Za likwidację dzikich wysypisk odpowiadają samorządy. Zgodnie z ustawą z 13 września 1996 r.
o utrzymaniu czystości i porządku w gminach oraz ustawą z 27 kwietnia 2001 r. o odpadach kwestie dotyczące
dzikich wysypisk pozostają w kompetencji organów gmin. Do ich zadań własnych należy utrzymanie czystości i
porządku
w
gminach
(art.
3 ust.
1
ustawy
o
utrzymaniu czystości
i
porządku
w gminach). Walka z takimi wysypiskami, a właściwie z osobami, które przywożą tam śmieci, nie jest jednak
łatwa. Nasze okolice wciąż są niestety „bogate” w tego typu nielegalne, „dzikie” wysypiska śmieci. Szczególnie
wiosną są one bardziej widoczne – nie są jeszcze zarośnięte przez rośliny.
Postarajmy się zlikwidować choć jedno takie miejsce w naszej najbliższej okolicy. Na pewno poprawi nam to
samopoczucie, poprawi estetykę krajobrazu, a przede wszystkim przestanie niekorzystnie oddziaływać na całe
środowisko, w tym także na nas – ludzi. Musimy wreszcie zadbać o swoją wieś, swoją Gminę. Nikt za nas tego
nie zrobi. Wszystkie śmieci muszą nareszcie zacząć trafiać do pojemników na śmieci, kontenerów, a w efekcie
końcowym na specjalnie zorganizowane i odpowiednio utrzymywane składowiska odpadów.

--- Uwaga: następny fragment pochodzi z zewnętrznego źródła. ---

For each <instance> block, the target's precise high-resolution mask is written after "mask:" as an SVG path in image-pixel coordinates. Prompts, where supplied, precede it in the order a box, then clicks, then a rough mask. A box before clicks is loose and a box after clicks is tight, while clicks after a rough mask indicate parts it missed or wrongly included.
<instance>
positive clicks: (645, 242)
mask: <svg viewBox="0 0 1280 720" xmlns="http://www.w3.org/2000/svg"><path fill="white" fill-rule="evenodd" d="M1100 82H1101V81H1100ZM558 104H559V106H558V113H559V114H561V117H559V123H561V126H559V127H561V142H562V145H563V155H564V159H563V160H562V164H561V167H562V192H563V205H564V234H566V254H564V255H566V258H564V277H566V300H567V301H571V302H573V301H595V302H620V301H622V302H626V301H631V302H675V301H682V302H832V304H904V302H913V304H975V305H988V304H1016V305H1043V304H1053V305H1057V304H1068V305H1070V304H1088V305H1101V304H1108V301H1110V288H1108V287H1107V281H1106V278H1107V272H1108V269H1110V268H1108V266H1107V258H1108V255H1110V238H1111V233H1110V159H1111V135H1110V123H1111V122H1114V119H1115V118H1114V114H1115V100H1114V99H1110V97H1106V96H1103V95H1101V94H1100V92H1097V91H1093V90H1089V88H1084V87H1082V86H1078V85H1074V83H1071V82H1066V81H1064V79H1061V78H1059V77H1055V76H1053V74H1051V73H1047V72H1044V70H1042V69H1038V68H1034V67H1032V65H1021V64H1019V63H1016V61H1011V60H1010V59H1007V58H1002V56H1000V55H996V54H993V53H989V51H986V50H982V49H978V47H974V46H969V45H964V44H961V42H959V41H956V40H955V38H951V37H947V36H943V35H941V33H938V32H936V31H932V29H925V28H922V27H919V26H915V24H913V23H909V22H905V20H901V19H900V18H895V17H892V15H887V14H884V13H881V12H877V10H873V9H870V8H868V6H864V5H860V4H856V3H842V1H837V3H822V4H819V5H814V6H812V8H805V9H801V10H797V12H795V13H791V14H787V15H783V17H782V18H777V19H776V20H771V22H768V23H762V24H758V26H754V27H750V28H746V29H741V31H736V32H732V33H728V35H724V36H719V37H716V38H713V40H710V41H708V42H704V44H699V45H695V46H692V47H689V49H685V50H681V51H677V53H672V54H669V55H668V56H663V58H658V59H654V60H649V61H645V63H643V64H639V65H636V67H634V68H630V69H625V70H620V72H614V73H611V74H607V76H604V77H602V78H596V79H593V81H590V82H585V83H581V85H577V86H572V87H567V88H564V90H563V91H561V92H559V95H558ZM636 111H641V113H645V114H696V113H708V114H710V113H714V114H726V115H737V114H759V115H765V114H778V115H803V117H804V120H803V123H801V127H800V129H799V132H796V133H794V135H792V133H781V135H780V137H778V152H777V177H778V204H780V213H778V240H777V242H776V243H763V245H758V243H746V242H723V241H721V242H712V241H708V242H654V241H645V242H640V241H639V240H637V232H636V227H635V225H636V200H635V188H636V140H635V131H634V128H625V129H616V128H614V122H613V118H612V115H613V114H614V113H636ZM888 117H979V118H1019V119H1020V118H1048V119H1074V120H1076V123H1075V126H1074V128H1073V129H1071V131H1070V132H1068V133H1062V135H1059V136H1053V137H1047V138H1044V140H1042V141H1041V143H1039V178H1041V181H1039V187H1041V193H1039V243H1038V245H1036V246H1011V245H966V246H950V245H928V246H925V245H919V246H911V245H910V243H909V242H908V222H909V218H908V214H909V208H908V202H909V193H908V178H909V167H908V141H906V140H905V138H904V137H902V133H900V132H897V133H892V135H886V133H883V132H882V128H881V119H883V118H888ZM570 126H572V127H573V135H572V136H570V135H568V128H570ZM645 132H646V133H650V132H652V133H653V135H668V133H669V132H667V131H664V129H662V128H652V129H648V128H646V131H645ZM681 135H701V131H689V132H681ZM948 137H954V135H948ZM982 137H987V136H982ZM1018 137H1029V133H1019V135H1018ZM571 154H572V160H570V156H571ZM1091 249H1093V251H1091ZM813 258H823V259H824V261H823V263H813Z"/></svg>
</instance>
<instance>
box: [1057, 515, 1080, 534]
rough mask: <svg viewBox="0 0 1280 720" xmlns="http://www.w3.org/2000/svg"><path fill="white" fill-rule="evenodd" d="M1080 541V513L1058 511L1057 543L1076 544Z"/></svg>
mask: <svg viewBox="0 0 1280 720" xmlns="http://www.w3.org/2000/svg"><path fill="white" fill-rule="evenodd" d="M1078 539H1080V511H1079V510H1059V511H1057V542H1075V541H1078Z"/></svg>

W przyrodzie problem śmieci nie istnieje – ciała martwych zwierząt, opadłe liście, gałęzie, itp. stają się
pożywieniem dla innych organizmów, a w efekcie powracają jako energia zamykając obieg materii. Nie
zaśmiecajmy więc potoków, lasów, nie zasypujmy śmieciami wąwozów i jarów. Pomożemy dzięki temu
zwierzętom, ale przede wszystkim pomożemy sami sobie!